[moneydance] Help !! Please tell me I'm crazy !! or dumb or..
Fuzzy Fox
fox at foxtaur.com
Wed Mar 5 01:22:33 EST 2008
Katahdin <MoneyDance at intermod.net> wrote:
>
> Unfortunately, for old guys like me who learned it one way, basic
> accounting standards, it was/is still confusing when you're looking at
> historical JE (journal entries), which in my case are mostly splits to
> one type or another acct. It's like having to drive on the left (or
> right) depending on where you are !!
I was just telling you how Moneydance works; it doesn't mean I think it
makes sense, or that I think it should work that way. :)
> So how about the Income / Expense accts?
You know, I have never looked closely at these.
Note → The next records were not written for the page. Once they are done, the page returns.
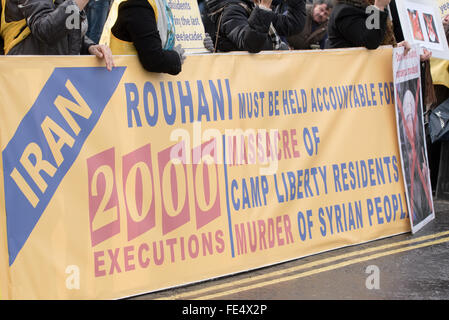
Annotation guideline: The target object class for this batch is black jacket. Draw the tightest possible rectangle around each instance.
[208,0,306,53]
[6,0,95,55]
[111,0,181,75]
[327,3,389,49]
[287,3,328,49]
My assumption would
have been that Income accounts, because you draw money from them and
store them into your accounts, should have Negative balances. And
Expense accounts should have positive balances, from all the money you
are transferring into them.
However, to my surprise, they both have positive balances. And this is
done by swapping the Increase / Decrease columns in the Income account
type.
> BUT - One of the reasons, I (and many others) liked the original Dos
> Quicken, is that the accounting transactions were clean and simple.
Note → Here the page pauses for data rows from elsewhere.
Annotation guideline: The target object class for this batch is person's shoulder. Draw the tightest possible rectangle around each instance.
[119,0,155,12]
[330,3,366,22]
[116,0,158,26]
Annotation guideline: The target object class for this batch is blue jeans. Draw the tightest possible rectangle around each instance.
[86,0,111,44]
I came from the old Quicken days, too (I still use Ctrl-Alt-Q hotkey, to
launch Moneydance!), and I always thought the fact that Credit Cards and
Loans had Positive balances when you owed money to them, just made
sense. The bills that the banks sent you display the amounts in this
manner, so it was consistent with that.
I always thought Moneydance was simply being slavishly consistent to its
own internal accounting model, and that was the reason these accounts
showed negative balances all the time. But now that I've seen how
Income accounts look, I realize that Moneydance is not even following
its own rules consistently, and I find that that annoys me.
Of course, Intuit no longer makes any version of Quicken that I am
interested in using. Moneydance is the best around. :)
--
Fuzzy Fox <fox at foxtaur.com>
"Why a man would want a wife is a big mystery to some people.
Why a man would want two wives is a bigamystery."